Be Smart, Not Strong

A saying I incorporated into my everyday thinking. I worked in the drug and alcohol setting for a short time. To say the least, it was not the right fit for me, but I learned several valuable lessons in those few short months. One of those lessons is a lesser known saying that comes from substance use recovery and is utilized in Alcoholics and Narcotics Anonymous (AA/NA).

Be smart, not strong.

Such a simple quote with such a powerful meaning. When I first heard it, it took me a second to process what I was hearing. I thought being a strong person was a good quality. Our society values individuals who have the physical, mental, and emotional strength to take on the rigors life throws at us. We idolize people who have been able to push forward and sometimes put them on the same level as a demigod.

This was not what the saying meant at all.

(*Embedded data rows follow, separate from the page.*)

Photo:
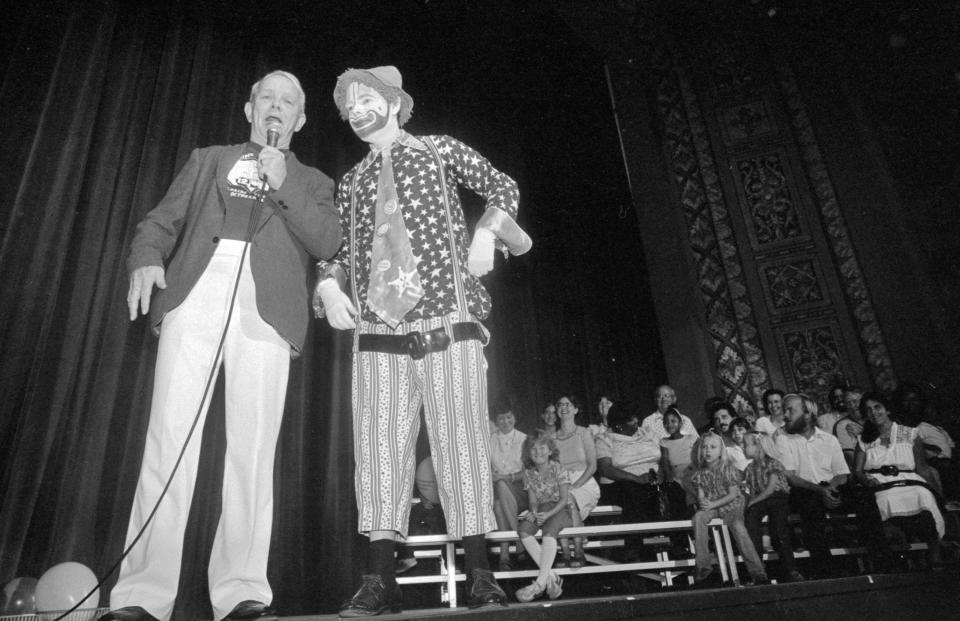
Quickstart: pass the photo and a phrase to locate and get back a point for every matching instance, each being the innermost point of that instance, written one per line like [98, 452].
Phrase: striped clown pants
[388, 390]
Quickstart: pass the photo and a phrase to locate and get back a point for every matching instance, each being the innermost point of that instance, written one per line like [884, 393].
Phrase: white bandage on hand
[480, 258]
[336, 305]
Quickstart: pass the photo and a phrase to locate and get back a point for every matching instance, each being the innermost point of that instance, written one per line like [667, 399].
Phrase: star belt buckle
[419, 344]
[416, 347]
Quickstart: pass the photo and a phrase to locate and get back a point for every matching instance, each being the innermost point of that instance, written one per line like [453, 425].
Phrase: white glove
[480, 259]
[336, 304]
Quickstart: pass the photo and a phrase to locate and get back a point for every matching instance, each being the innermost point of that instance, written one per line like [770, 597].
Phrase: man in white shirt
[665, 397]
[817, 472]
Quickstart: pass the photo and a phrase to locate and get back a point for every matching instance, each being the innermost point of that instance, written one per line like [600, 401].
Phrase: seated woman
[549, 420]
[734, 439]
[630, 457]
[603, 406]
[506, 464]
[578, 457]
[890, 461]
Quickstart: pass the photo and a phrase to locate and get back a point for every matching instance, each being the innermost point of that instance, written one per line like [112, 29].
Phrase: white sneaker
[554, 586]
[530, 592]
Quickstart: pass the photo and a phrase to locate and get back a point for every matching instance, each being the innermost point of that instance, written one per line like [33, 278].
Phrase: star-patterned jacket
[431, 207]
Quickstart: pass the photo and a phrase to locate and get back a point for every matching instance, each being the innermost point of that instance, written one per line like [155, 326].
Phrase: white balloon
[63, 585]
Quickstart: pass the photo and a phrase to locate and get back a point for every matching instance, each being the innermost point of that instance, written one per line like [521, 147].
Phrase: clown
[415, 302]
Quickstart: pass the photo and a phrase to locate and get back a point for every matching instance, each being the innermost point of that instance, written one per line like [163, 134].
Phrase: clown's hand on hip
[480, 258]
[329, 299]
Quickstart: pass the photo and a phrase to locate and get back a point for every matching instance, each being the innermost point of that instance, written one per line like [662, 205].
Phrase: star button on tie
[394, 282]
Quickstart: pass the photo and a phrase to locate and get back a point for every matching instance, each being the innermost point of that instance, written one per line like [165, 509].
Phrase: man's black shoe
[485, 591]
[128, 613]
[372, 598]
[250, 609]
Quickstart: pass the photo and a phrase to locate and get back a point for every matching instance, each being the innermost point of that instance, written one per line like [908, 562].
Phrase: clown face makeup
[368, 110]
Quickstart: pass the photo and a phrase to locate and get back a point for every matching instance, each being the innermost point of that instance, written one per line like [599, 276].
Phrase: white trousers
[256, 363]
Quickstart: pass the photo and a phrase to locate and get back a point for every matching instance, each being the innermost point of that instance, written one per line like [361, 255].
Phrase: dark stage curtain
[102, 105]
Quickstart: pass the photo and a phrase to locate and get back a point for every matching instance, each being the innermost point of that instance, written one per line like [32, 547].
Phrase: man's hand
[831, 498]
[480, 258]
[337, 305]
[272, 166]
[142, 281]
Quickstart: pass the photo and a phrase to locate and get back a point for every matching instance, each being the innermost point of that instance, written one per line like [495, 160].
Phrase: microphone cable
[272, 139]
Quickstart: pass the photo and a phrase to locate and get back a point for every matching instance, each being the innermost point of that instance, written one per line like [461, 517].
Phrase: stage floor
[927, 596]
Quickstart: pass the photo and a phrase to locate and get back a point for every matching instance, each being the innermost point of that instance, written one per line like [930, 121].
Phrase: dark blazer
[298, 221]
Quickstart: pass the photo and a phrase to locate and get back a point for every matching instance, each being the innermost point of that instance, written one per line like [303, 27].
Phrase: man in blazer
[232, 282]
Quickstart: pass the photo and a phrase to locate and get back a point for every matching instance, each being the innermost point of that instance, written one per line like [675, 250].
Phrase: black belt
[419, 344]
[887, 471]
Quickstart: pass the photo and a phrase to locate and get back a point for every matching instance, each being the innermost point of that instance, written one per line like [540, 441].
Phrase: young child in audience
[734, 440]
[716, 481]
[768, 493]
[548, 486]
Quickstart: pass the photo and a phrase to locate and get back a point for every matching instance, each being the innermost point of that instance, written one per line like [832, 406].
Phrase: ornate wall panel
[778, 276]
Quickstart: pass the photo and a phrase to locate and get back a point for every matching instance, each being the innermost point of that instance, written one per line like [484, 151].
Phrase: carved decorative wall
[777, 271]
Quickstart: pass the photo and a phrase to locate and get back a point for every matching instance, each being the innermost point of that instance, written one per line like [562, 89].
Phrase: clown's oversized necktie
[394, 281]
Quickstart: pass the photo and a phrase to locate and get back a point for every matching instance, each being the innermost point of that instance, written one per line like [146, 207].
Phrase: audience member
[911, 404]
[665, 397]
[630, 458]
[676, 455]
[506, 461]
[603, 406]
[768, 495]
[734, 439]
[721, 415]
[548, 489]
[717, 484]
[578, 456]
[549, 421]
[849, 428]
[770, 425]
[890, 462]
[837, 409]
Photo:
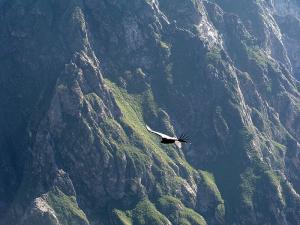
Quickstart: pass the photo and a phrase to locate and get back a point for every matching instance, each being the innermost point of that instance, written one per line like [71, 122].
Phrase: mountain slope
[82, 78]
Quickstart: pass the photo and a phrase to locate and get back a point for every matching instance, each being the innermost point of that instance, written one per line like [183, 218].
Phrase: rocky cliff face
[80, 79]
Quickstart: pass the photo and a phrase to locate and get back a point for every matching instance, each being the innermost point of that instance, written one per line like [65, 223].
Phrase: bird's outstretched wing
[160, 134]
[178, 144]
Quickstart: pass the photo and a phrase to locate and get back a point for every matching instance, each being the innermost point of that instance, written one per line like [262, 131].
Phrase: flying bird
[165, 139]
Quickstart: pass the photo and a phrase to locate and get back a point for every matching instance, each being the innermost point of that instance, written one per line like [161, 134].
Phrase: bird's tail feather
[178, 144]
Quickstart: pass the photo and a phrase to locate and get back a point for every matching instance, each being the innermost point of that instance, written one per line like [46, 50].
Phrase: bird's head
[183, 138]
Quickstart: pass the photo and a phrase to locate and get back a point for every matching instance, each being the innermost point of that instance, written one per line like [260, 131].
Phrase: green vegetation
[124, 217]
[214, 55]
[146, 213]
[247, 186]
[209, 180]
[66, 208]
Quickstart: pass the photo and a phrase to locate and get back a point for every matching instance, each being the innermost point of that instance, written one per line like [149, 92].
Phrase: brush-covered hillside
[80, 79]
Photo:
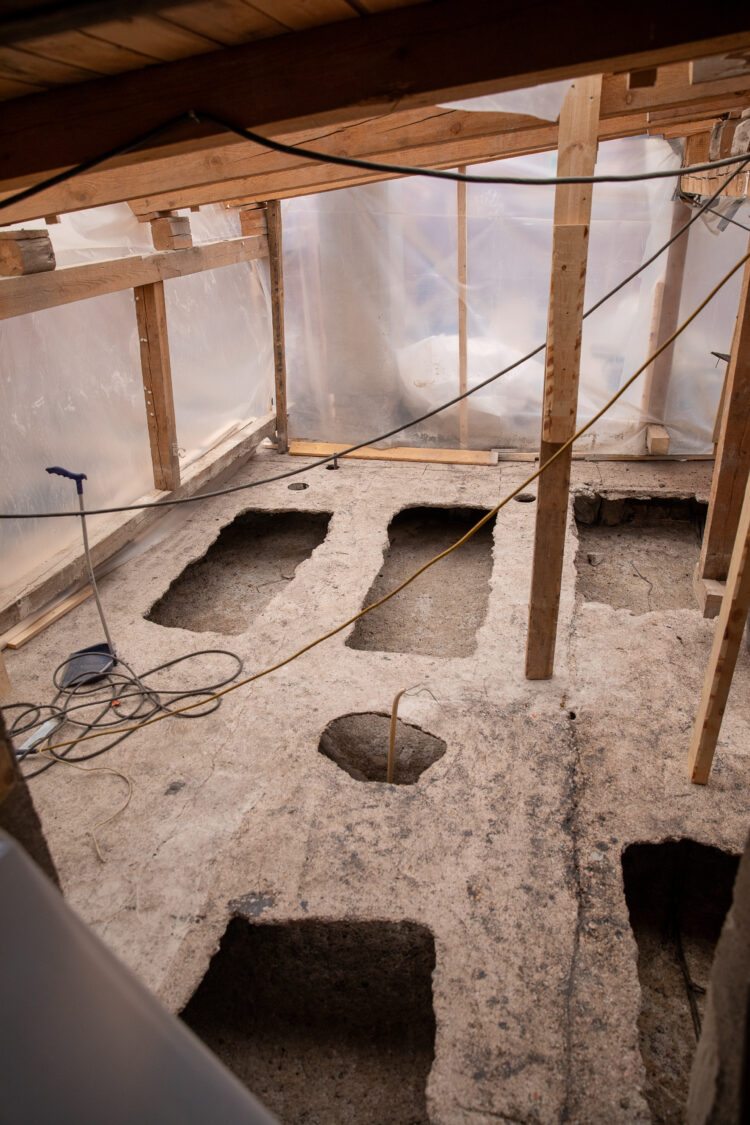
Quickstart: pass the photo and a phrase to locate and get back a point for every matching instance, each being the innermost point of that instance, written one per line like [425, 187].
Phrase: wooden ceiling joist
[407, 57]
[228, 170]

It was another way of saying to use your brain rather than to test your willpower. Think about it. Let me use the example of addiction. Let’s say there is a recovering alcoholic who had been sober for maybe two months was invited by his/her friends to the bar. If  this individual was to test their strength, they would follow through with their friends’ request and test their strength by putting themselves in a risky situation. Understanding his/her limits and using his/her tools though, it would be wiser for them to communicate to their friends that it might not best for them to go to the bar and to offer an alternative activity.

How does this relate to self-care? Use your brain. We will often neglect ourselves and test ourselves. We procrastinate on activities that will benefit our well-beings. We push ourselves to the limit. We will put ourselves in risky situations that harm us rather than help us.

Simply put, be mindful of yourself. Reason with yourself. Walk yourself through the steps. Weigh out the pros and cons. Set goals for yourself. Outline what you will do.

It could be as simple as knowing when to take a break  versus pushing yourself to the tipping point. It could be replacing a glass of soda with a glass of water. It could be taking a five-minute break in your workday rather than power through it. There are countless examples I could give. The point is to not test your willpower. You will be a stronger person for being smarter.